I gave the same prompt to sonnet 3.5 and not a single hiccup.
Maybe not an indication that Deepseek is worse/bad (I am using a distilled version), but moreso speaks to much react/nextjs is out in the world influencing the front-end code that is referenced.
Agreed. These locked-down, proprietary models do not interest me. And I certainly am not building product with them - being shackled to a specific provider is a needless business risk.
R1 (70B-distill) itself is very uncensored, will give you full account of tiannanmen square from vague prompts. Asking R1 "what significant things happened in china in 1989" had it volunteering that "the death toll was in the hundreds or thousands and the exact number remains disputed to this day". The only thing that's censored is the web interface.
When asking it about the concept of human rights and the various forms in which it manifests (i.e. demographic equality under the law). I get a mixture of mundane nuance and bizarre answers that Xi Jingping himself could have written. With references to unity and the importance of social harmony over the "freedoms of the few".
This tracks when considering that the model was trained on western model outputs and then tuned post-training to (poorly) align it with Chinese values.
I definitely am not getting that, perhaps the 671b model is notably worse than the 70b llama distill in this respect. 70b seemed pretty happy to talk about the ethnic cleansing of the Uyghurs in Xinjiang by the CCP and Palestinians in Gaza by Israel, it did some both-sides ing but it generally seemed to provide a balanced-ish viewpoint. At least I think it provided a viewpoint that comports with my best guess of what the average person globally would consider balanced.
My favorite experience with the 70b distill was to ask it why communism consistently resulted in mass murder. It gave an immediate boilerplate response saying it doesn't and glorifying the Chinese communist party, then went into think mode and talked itself into the position that communism has, in fact, consistently resulted in resulted in mass murder.

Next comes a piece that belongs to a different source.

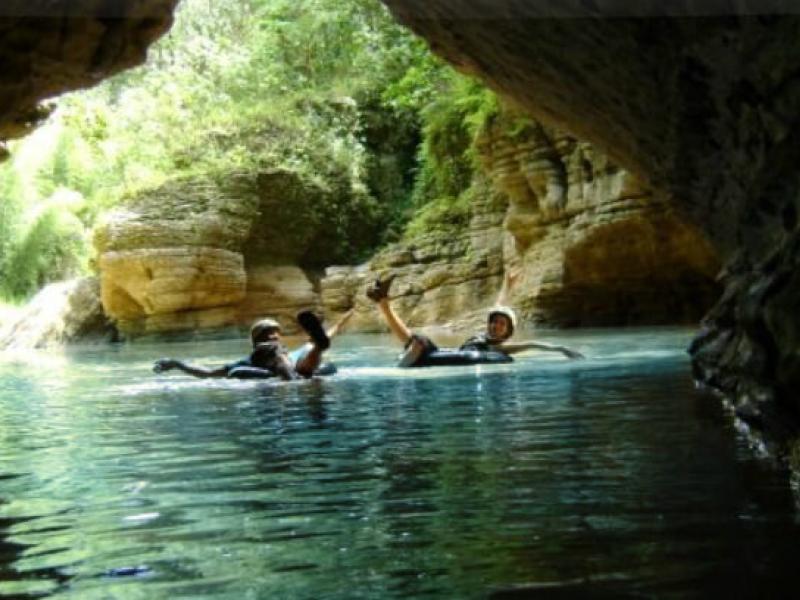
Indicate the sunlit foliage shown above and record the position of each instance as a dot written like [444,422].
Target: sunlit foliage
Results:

They have under utilized the chain of thought in their resoning, it ought to be thinking something like "I need to be careful to not say anything that could bring embarrassment to the party"..
but perhaps the online versions do actually preload the reasoning this way. :P
You can get around it based on how you ask the question. If you follow whatever X/reddit posts you might have seen for the most part, yes, you get the thinking stream to immediately stop and get the safety message.
I’ve been incredibly pleased with DeepSeek this past week. Wonderful product, I love seeing its brain when it’s thinking.